The annual SXSW conference kicks off today in Austin, Texas, bringing together the worlds of technology, music, film, and gaming in a nine-day carnival of breakfast tacos and panel presentations. It’s also a time where corporate brands are able to capitalize on the crowds to raise awareness for various properties. As I discovered this morning, Star Wars fans aren’t getting left out in the cold.
Disney has opened up what’s essentially a Rogue One-themed escape room here in downtown Austin, running through Sunday, March 12th. (The timing isn’t coincidental; Rogue One director Gareth Edwards is speaking next week at the conference, and the film’s home-video release is just around the corner.) As described in the official SXSW guide, Rogue One: Escape From Scarif provides an “all-new adventure” in which participants can “infiltrate the Empire” and steal plans to the Death Star. It sounds exciting! It sounds daring! It sounds like stepping inside a movie! Unfortunately, it’s not… but it’s enough to leave Star Wars fans wondering about the incredible potential of the proper Star Wars theme park Disney is currently building.
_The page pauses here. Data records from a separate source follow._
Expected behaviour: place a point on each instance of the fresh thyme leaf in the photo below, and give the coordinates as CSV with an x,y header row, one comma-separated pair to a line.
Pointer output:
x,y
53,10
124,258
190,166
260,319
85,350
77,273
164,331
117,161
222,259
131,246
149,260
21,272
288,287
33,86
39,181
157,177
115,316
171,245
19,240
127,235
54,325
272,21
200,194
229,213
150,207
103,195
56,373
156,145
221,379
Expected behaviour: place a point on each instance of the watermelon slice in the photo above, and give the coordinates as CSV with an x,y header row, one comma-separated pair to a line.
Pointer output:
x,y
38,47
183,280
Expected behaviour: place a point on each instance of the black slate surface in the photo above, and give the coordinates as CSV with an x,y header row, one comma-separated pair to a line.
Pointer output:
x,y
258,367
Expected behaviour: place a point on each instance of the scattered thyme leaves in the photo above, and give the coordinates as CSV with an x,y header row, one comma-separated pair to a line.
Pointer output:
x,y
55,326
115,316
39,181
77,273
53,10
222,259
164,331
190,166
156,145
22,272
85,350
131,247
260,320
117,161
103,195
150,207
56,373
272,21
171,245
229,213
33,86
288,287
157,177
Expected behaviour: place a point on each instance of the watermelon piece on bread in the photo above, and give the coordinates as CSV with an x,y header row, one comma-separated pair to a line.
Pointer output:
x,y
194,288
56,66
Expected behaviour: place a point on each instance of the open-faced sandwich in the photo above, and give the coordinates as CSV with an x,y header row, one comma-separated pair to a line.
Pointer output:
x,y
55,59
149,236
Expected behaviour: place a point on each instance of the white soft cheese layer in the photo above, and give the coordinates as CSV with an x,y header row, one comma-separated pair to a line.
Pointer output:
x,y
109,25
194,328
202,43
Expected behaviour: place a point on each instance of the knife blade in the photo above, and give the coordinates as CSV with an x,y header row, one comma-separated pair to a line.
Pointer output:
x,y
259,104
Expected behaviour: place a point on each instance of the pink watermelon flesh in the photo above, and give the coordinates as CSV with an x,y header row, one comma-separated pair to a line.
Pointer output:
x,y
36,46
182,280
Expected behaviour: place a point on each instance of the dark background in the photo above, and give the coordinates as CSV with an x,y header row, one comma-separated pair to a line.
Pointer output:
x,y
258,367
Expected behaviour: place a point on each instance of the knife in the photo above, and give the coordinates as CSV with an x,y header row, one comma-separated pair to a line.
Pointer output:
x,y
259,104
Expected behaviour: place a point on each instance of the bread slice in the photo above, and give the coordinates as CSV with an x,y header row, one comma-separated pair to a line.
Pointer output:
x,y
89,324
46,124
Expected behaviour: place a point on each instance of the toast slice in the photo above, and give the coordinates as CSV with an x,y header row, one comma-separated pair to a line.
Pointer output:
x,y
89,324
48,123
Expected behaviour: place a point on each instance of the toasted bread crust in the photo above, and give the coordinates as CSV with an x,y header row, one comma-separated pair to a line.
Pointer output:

At the start, I should clarify by saying this isn’t an “escape room” in the traditional sense. Instead, it’s a pop-up maze built inside a location near the Austin Convention Center. A series of different terminal “stations” require teams of four players to solve a clue before they can move on to the next one, making it more of a puzzle scavenger hunt than an escape room. The experience is framed as a training mission that will help recruits learn how to infiltrate the real Imperial headquarters to steal the Death Star plans. The program is about 10 minutes long — far below the expected hour-long traditional escape room run, but all the better to increase throughput for SXSW attendees.
More of a scavenger hunt than an escape room
I’m now going to be utterly obnoxious and critique an experience that is being provided totally free as a promotional tie-in for a blockbuster movie franchise. When tackling an immersive experience, the goal should be actual immersion. Escape From Scarif falls a little short. The Rebel leader who instructed my group wasn’t a hardened figure in full regalia, but rather an young employee wearing a black Rogue One T-shirt. The set featured some Star Wars-ian designs, but it still felt like it was cobbled together with black curtains and aluminum framework. (I’ll cut the Rebels some slack on that one. They’re short on resources. Perhaps they didn’t want to dedicate their best available materials to a mock-up.)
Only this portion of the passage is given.